Menteri Koordinator (Menko) Perekonomian Darmin Nasution pelonggaran ini akan sangat berdampak besar. LTV yang kecil saja akan memberikan dampak besar, apalagi dengan penurunan LTV mencapai lima persen.
Meski demikian, penurunan ini belum tentu bisa merangsang masyarakat untuk melakukan pembelian rumah. "Pada akhirnya masyarakat yang menentukan cukup atau tidak," ujar Darmin di kantornya, Kamis (16/6) malam.

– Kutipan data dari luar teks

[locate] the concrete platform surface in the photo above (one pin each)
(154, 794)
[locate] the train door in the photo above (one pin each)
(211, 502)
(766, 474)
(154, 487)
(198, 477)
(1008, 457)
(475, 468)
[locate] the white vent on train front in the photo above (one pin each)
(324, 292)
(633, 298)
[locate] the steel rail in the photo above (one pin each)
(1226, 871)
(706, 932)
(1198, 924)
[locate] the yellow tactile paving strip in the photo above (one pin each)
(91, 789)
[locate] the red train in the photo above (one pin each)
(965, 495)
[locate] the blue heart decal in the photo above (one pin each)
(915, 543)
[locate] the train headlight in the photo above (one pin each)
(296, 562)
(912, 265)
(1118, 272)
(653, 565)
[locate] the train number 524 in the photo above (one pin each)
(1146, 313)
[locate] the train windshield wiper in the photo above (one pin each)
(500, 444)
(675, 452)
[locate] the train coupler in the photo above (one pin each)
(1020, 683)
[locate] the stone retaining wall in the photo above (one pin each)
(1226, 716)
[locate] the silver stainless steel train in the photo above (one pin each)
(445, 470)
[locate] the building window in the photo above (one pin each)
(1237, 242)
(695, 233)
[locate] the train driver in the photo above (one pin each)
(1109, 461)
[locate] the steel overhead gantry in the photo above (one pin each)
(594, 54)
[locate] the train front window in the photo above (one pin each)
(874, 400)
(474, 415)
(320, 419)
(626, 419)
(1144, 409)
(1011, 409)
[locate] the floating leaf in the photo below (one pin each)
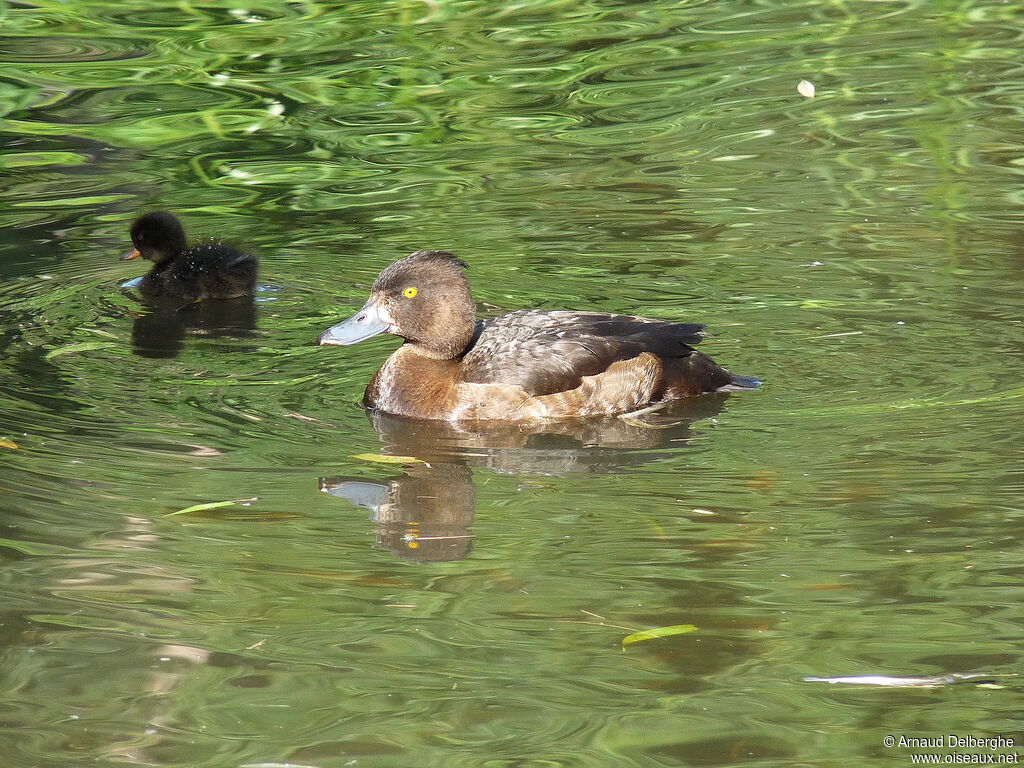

Tapi dengan penurunan BI rate dan inflasi yang terjaga, semua kemungkinan termasuk peningkatan pembelian properti masih bisa terjadi. Apalagi kebutuhan akan properti setiap tahunnya terus tumbuh.
"Kita ga usah menurunkan ini (LTV) terlalu besar. Susah juga mengharapkan itu (pembelian properti) ditengah situasi ekonomi seperti ini," ujar Darmin.
Sebelumnya, dalam kebijakan BI, uang muka yang harus dibayar oleh nasabah turun rata-rata sebesar 15 persen dari semula 20 persen berdasarkan jenis rumah yang dibeli. Aturan ini berlaku bagi bank yang memiliki rasio kredit bermasalah untuk KPR dan NPL total di bawah 5 persen.
Ketentuan yang baru berlaku efektif per Agustus 2016 ini juga dilakukan untuk pembiayaan melalui mekanisme indent. Selain penurunan pada properti konvesional, terdapat pelonggaran pengaturan pencairan kredit yang juga berlaku pada pembiayaan dengan prinsip syariah.
Pada pembiayaan rumah tapak, rumah susun, rukan sampai fasilitas kredit atau pembiayaan kedua, juga terdapat pelonggaran kredit melalui sistem indent. Kredit tetap akan cair tanpa harus menunggu rumah selesai dibangun.